CHEESE STEAK

Not that anyone needs a definition of a cheese steak. The sandwich of shaved beef and molten cheese on a sturdy Italian roll, once uniquely Philadelphian, is known pretty much everywhere. But exactly how to order one remains an art that is little known or poorly practiced elsewhere. As posted near the order window at Pat’s (where the sandwich was invented by Pat and Harry Olivieri in 1930), this is how to do it:

1. Say “wit” or “wit’out,” referring to onions.

2. Specify your cheese: provolone, American, or Cheez Whiz. Or tell the order taker you want a pizza steak, which adds red sauce to the sandwich.

3. Have your money ready: “Do all of your borrowing in line.”

4. Practice all of the above while waiting in line.

A few annotations are in order. While Cheez Whiz is by far the current most popular topping for a cheese steak, molten cheese in a jar was not introduced until after World War II. The earliest steak sandwiches sold by the Olivieris from their hot dog cart in the Italian market had no cheese on them at all, the presumption being that the essence of cheesesteakhood is not in the cheese but in the right combination of beef and bread. When cheese was introduced sometime in the 1930s, it no doubt was provolone.

While most cheese steak connoisseurs are fairly liberal vis-à-vis provolone vs. Whiz and even American, ordering any other cheese is an awful faux pas. In 2003, when Senator John F. Kerry was campaigning in Philadelphia for the Democratic Party nomination for president, he tried to show he was an ordinary Joe by ordering a cheese steak at Pat’s. His handlers had not done their research, however, and the abashed Kerry was caught by reporters ordering his steak with Swiss cheese—sacrilege!—and was then photographed nibbling daintily at the corner of the mammoth sandwich—marking Kerry as a street food weenie or, even worse, a cultural snob out of touch with the people’s way of chowing down. Craig LaBan, food critic for the Philadelphia Inquirer, said flat-out, “It will doom his candidacy in Philadelphia,” explaining that to get Swiss cheese on a steak in Philly was “an alternative lifestyle.”

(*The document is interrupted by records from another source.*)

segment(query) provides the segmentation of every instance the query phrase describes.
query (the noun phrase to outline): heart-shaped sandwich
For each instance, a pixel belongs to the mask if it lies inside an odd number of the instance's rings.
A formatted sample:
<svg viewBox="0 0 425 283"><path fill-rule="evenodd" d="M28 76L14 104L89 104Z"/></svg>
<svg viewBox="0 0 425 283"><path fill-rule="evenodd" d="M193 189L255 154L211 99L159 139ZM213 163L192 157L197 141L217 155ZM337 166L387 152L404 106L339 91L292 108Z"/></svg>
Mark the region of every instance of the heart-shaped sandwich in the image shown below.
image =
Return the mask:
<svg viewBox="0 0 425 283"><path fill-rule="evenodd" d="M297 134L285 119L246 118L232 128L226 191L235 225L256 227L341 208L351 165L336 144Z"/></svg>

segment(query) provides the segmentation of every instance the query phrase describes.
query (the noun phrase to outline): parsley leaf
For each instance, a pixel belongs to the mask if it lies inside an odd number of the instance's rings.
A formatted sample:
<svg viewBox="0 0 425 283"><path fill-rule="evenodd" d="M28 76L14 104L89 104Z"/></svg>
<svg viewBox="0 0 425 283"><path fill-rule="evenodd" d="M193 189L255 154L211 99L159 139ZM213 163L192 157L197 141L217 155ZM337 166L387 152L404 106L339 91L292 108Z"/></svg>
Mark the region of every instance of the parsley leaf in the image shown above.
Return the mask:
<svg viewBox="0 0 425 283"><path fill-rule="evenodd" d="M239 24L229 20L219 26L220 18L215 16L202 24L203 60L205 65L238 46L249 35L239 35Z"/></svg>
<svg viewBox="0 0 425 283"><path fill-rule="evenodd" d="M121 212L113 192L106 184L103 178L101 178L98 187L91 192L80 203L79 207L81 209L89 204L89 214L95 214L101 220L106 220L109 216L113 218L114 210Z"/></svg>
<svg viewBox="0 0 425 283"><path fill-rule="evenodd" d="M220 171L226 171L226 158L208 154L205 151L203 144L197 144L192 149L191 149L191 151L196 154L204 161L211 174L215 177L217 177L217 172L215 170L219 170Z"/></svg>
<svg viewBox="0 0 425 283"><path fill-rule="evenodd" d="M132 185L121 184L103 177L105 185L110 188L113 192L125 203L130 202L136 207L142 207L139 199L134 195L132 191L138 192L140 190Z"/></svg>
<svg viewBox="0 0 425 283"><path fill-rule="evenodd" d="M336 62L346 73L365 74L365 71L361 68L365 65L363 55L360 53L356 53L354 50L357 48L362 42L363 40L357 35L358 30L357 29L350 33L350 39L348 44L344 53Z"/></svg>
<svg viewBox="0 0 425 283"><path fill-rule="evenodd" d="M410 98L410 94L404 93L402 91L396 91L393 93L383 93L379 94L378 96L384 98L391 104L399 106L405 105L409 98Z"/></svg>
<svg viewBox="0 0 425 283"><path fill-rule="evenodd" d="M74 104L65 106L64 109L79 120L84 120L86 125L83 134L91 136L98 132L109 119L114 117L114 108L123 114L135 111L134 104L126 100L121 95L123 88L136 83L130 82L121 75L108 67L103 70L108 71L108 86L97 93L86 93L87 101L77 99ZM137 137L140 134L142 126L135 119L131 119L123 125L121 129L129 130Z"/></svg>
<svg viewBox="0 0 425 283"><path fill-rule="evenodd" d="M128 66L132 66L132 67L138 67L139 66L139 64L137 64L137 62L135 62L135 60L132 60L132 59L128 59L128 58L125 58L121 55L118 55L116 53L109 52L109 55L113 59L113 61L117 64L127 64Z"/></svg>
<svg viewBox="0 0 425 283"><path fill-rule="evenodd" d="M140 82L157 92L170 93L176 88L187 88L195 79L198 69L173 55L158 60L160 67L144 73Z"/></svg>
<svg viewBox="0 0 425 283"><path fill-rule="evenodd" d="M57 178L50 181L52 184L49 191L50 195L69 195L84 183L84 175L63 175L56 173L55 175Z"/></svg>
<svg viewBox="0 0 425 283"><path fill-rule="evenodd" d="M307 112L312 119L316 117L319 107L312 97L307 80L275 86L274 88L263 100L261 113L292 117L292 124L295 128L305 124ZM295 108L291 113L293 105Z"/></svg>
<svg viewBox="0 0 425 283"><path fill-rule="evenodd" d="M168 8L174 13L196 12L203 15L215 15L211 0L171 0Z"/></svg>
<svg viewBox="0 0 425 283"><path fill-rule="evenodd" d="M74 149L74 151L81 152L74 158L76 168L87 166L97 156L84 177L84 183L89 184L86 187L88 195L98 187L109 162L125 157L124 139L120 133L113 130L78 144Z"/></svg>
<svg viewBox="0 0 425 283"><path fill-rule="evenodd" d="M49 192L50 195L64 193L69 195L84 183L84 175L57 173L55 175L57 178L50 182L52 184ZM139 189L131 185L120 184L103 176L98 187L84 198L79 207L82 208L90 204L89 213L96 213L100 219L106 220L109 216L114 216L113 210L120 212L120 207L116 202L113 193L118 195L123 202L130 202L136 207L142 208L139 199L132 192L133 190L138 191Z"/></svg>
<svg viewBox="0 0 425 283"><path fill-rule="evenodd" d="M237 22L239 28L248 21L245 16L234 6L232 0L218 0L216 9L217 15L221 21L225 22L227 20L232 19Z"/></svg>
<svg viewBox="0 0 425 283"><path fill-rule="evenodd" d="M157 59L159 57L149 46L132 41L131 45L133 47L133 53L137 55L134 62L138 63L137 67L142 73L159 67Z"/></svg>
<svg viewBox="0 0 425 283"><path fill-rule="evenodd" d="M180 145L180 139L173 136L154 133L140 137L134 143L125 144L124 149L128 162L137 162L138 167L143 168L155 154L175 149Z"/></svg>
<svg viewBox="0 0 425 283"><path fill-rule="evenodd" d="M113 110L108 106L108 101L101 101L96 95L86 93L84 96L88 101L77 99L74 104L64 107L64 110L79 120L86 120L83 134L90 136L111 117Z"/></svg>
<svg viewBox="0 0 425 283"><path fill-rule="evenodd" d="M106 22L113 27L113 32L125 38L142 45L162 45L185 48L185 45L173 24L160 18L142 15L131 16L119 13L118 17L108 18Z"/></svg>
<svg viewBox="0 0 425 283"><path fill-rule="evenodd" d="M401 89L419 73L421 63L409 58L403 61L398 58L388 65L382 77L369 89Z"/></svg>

Finally, a note about the meat itself. There are two fundamental styles. The classic way, as done at Pat’s, Steve’s, and Geno’s, is to grill very thin slices of steak and leave them fairly intact, folding them into the roll separately from the onions. The second method, practiced at Mama’s and Lorenzo’s, is to use a spatula to hack up the beef as it sizzles. The latter technique allows the onions to be blended with the beef on the griddle. Mama’s even adds the cheese before piling the whole load into the bread’s jaws.